For the new research, the researchers conducted several experiments.
One showed that consumers used fewer humanizing words in reviews of the discount carrier Ryanair than in reviews of the higher-end airline Lufthansa, even after accounting for quality differences between brands.
In another experiment, study participants were either shown photos of a flight attendant wearing uniforms from Ryanair, Lufthansa, or one wearing a neutral uniform. The researchers found that respondents saw the flight attendants from Lufthansa and the non-employee as relatively equally human, but the Ryanair employee was seen in a poorer light.
“We simply varied the brand, and found that people ascribed lower capabilities for experiencing emotions and feelings to the Ryanair flight attendant,” said Boegershausen, from the University of British Columbia Sauder School of Business.
He added that this subtle dehumanization can take many forms and is not necessarily intentional.

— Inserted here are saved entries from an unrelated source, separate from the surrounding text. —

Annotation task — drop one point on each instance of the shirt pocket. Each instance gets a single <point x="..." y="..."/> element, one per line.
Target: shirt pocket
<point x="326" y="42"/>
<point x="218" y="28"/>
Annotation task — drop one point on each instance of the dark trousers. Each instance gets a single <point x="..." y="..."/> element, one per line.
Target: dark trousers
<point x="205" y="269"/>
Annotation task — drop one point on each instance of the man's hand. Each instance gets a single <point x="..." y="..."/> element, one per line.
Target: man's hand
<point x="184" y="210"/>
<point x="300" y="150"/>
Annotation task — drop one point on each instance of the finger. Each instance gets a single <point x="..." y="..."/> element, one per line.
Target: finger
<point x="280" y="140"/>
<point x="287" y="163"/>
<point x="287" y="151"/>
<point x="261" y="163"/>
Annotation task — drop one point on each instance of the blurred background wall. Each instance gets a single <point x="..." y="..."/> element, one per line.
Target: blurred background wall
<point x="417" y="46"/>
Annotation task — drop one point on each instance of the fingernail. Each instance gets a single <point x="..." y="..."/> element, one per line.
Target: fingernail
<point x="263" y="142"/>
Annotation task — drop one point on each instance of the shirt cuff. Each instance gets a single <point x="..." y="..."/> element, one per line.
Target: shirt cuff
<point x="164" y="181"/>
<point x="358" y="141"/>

Another experiment had participants interact in a live chat with a rude customer service representative. They were then given the chance to punish the employee through a complaint. The researchers found participants were 18 percent more likely to give a rating that would lead to disciplinary actions against the employee when shoppers were adopting a price-conscious mentality than when they were not.
The researchers say the findings could have implications for owners and management of discount stores, as the problem could affect employee retention.

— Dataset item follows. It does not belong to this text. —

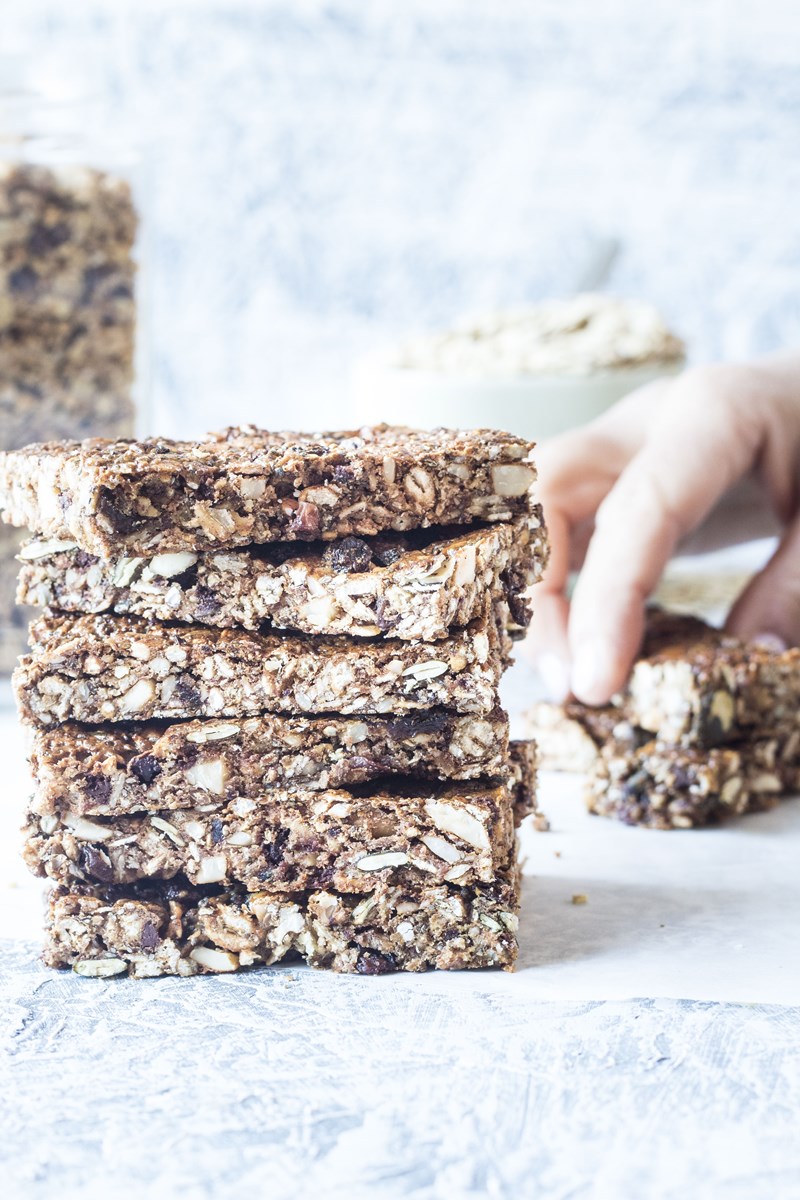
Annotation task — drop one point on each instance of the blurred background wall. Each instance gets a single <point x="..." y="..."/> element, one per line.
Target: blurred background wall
<point x="324" y="177"/>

Previous research has found employees who experience rude and inconsiderate customer behaviors report higher levels of emotional exhaustion, job dissatisfaction and burnout. Potentially, those unhappy employees might mistreat the next customer, who in turn gets angry and mistreats employees, creating a vicious circle for companies and employees alike.
Since discount-based companies such as Walmart and Ryanair are experiencing unprecedented growth, it’s important to pinpoint what’s going on, said Boegershausen.
“I think most consumers, myself included, are guilty of this at some point,” he said. “When you really drill down, you don’t really recognize that someone is fully human anymore. But it doesn’t take much to be human and to let others know you recognize them as human. Everyone has the right to be considered human.”